Digitalfunk scheint gesichert

Der Streit um die Finanzierung des Digitalfunks für Polizei, Rettungskräfte und Feuerwehr in Bayern scheint vom Tisch zu sein. Wie Landrat Stefan Rößle als Landesvorsitzender der Kommunalpolitischen Vereinigung der CSU mitteilte, sei aus dem Finanz- ministerium in München das Signal gekommen, dass der jüngste Vorschlag umgesetzt werde.

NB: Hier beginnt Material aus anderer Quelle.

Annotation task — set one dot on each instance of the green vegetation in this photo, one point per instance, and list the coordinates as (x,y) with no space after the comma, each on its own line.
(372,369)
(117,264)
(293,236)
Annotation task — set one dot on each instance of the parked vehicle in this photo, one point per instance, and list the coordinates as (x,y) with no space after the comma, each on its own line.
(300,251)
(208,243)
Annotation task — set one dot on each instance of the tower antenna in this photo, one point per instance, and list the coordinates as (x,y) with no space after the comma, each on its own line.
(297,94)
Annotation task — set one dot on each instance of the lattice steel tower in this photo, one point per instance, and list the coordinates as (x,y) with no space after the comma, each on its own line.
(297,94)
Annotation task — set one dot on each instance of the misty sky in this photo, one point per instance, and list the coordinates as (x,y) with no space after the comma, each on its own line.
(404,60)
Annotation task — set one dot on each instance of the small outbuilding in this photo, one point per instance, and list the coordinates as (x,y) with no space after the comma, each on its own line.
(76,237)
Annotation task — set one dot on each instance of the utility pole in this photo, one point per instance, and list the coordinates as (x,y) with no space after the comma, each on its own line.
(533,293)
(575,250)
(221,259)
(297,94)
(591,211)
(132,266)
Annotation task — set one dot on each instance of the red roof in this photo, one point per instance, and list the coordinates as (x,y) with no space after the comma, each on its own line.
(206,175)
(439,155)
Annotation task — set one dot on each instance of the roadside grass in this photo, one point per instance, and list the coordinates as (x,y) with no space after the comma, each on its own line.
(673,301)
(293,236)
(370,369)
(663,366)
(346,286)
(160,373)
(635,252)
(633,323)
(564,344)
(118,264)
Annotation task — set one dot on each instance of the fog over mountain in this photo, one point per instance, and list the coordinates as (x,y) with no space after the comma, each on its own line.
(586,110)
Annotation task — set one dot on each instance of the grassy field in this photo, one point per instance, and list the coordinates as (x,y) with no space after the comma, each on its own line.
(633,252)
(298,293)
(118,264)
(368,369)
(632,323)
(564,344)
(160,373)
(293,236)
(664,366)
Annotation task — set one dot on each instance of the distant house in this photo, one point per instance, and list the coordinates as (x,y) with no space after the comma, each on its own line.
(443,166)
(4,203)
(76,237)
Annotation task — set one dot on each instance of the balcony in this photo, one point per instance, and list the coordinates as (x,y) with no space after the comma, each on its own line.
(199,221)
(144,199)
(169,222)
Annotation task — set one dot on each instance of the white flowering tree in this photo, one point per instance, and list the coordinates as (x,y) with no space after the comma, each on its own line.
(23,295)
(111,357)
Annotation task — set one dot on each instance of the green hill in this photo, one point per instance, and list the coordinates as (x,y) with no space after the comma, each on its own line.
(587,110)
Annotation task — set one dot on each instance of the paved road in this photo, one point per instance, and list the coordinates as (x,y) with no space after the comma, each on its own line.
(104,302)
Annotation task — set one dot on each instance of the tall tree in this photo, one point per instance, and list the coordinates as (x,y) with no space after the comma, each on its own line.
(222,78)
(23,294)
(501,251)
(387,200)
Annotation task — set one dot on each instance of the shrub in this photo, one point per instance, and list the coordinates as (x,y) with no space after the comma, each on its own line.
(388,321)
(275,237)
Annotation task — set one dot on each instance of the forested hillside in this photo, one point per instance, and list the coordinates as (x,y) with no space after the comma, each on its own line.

Digitalfunk SymbolbildIn einer Pressemitteilung Rößles heißt es dazu: „Als Landesvorsitzender der KPV freut es mich, dass nach mehreren Gesprächen mit den Präsidenten des Bayerischen Gemeindetags, Dr. Uwe Brandl, des Bayerischen Städtetags, Hans Schaidinger, und des Bayrischen Landkreistags, Theo Zellner, sowie Finanzminister Georg Fahrenschon und Innenminister Joachim Herrmann letztendlich ein guter Kompromiss zur Finanzierung des Digitalfunks gefunden werden konnte. Die jährlichen Betriebskosten in Höhe von etwa 36 Millionen Euro werden zu 60 Prozent vom Freistaat getragen, 20 Prozent entfallen auf die Rettungsdienste und die Feuerwehren. Für Letztere müssten die Kommunen damit 7,6 Millionen Euro Betriebskosten aufbringen. Diese werden aber auf jährlich drei Millionen Euro gedeckelt, da die kommunalen Vertreter ihre Unterstützung bei der Standortsuche für notwendige Funkmasten zugesagt haben, sodass geeignete Grundstücke mietfrei überlassen werden.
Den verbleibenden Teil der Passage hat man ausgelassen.